There is an unequal distribution of large scientific collections, with most of the major holdings being held in the Northern Hemisphere. Many of these collections in museums of the Global North were built from mega-diverse countries in the Global South through an integrated legacy of scientific exploration and colonialism. In some cases, the ecosystems of the past have been so altered that museum holdings are their only record2. Digitizing collections is one way in which their unequal distribution can potentially be mitigated, by making samples collected in biodiverse countries accessible to researchers and policymakers from those countries3. This access, therefore, can help to develop in-country taxonomic and systematic research programmes, a key component in quantifying global biodiversity loss4.
Digitization of collections may also improve researcher diversity through an additional avenue. Bringing multiple collections together through bioinformatic portals such the Global Biodiversity Information Facility (GBIF; www.gbif.org) allows researchers from across the globe to simultaneously access many collections and synthesize large-scale, cross-taxa, biogeographic patterns, without requiring funding to support physical visits. For example, of the approximate 2.6 million visits to GBIF from 1 January 2016 to 1 October 2017, four of the top ten countries with the greatest visitorship came from mega-diverse countries in the Global South (India, Brazil, Mexico and Colombia). Digitizing collections provides access to global biodiversity data regardless of means, physical location, or ability status, and visitorship to global portals indicates that those portals are reaching a global audience.
Lastly, digitization of collections can augment both formal and informal science education at the secondary and tertiary levels. Digital technology, in general, can increase diversity within the classroom5,6. By incorporating digitized collections into classrooms, teachers from around the world can now use these data to structure enquiry-driven classes, which help students learn the system in question while also gaining fundamental insights into the practice of biology. Informal science educators also use these collections to augment local education programmes7. While these opportunities were previously accessible to only a small subset of universities that hosted museums, these kinds of learning experiences are broadly available and Internet traffic on museum collection sites continues to rise (Fig. 1)7.
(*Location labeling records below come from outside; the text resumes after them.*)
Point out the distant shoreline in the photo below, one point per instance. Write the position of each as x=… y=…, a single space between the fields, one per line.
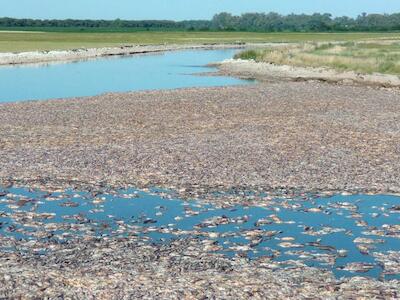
x=34 y=57
x=247 y=69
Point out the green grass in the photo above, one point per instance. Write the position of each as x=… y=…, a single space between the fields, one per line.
x=373 y=56
x=18 y=41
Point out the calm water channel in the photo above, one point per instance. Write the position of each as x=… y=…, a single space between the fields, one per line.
x=167 y=70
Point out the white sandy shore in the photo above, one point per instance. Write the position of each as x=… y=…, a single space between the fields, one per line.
x=78 y=54
x=267 y=71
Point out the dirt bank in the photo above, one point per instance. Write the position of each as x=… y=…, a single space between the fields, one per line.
x=79 y=54
x=271 y=72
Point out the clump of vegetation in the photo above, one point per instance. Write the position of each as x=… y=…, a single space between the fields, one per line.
x=248 y=55
x=376 y=56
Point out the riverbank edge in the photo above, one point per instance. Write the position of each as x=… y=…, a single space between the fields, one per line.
x=33 y=57
x=266 y=72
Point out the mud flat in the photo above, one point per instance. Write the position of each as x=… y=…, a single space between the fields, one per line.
x=271 y=72
x=213 y=144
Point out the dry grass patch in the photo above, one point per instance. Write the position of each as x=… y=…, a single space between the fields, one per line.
x=364 y=57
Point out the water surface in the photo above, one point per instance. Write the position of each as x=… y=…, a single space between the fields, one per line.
x=349 y=235
x=167 y=70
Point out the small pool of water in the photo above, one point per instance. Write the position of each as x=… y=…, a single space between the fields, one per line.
x=167 y=70
x=349 y=235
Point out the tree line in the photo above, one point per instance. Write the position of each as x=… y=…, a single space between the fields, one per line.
x=257 y=22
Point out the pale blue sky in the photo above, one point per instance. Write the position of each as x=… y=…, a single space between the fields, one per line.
x=184 y=9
Despite such potential, there are still significant barriers to full engagement with digitized collections. First, reliable Internet connections remain elusive in some areas, limiting people’s access to digitized collections — especially those that include large file sizes (high-resolution images, geographic information system shapefiles and so on). Second, despite substantial funding from some governmental sources, digitization is expensive and time consuming. By some estimates, digitizing all of the world’s natural history collections would take more than a millennium8. While automation of this process is an obvious improvement, it still necessitates costly human-mediated quality control. In fact, several citizen science projects are centred on this, such as Notes from Nature (www.notesfromnature.org), a crowd-sourced portal where volunteers help to input digitized field labels into a machine-readable format. Additionally, many databases are still taxon- or region-specific, limiting the ability of researchers to look across multiple axes simultaneously. Lastly, there is a limiting lack of long-term financial support for these digitization efforts. Large-scale digitization projects such as the National Science Foundation’s Advancing Digitization of Biodiversity Collections have provided financial support for individual projects since 2011, but to ensure that there is a consistent and coherent international approach to digitization it is imperative to establish long-term, globally accessible funding programmes.
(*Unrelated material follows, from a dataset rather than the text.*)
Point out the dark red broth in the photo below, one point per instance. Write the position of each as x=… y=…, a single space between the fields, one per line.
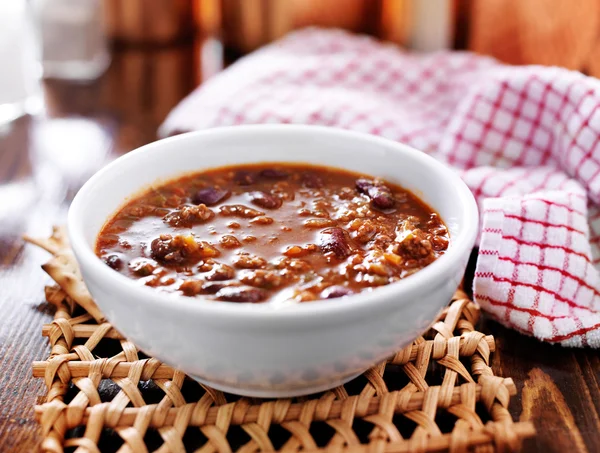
x=272 y=233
If we truly want to use digitization to help diversify our community, we need to move beyond merely making those digitized products accessible. True integration does not come simply through the presentation of material, but rather from meaningful collaborations across institutions and nations. A clear next step is prioritizing methods to meaningfully involve partners in a dialogue about best practice for implementing these collaborations. Providing a URL to a digitized image is not enough; true integration — and diversity — comes from collaborative research and training programmes, where hypotheses, analyses and publication credit are shouldered by all members of the collaboration.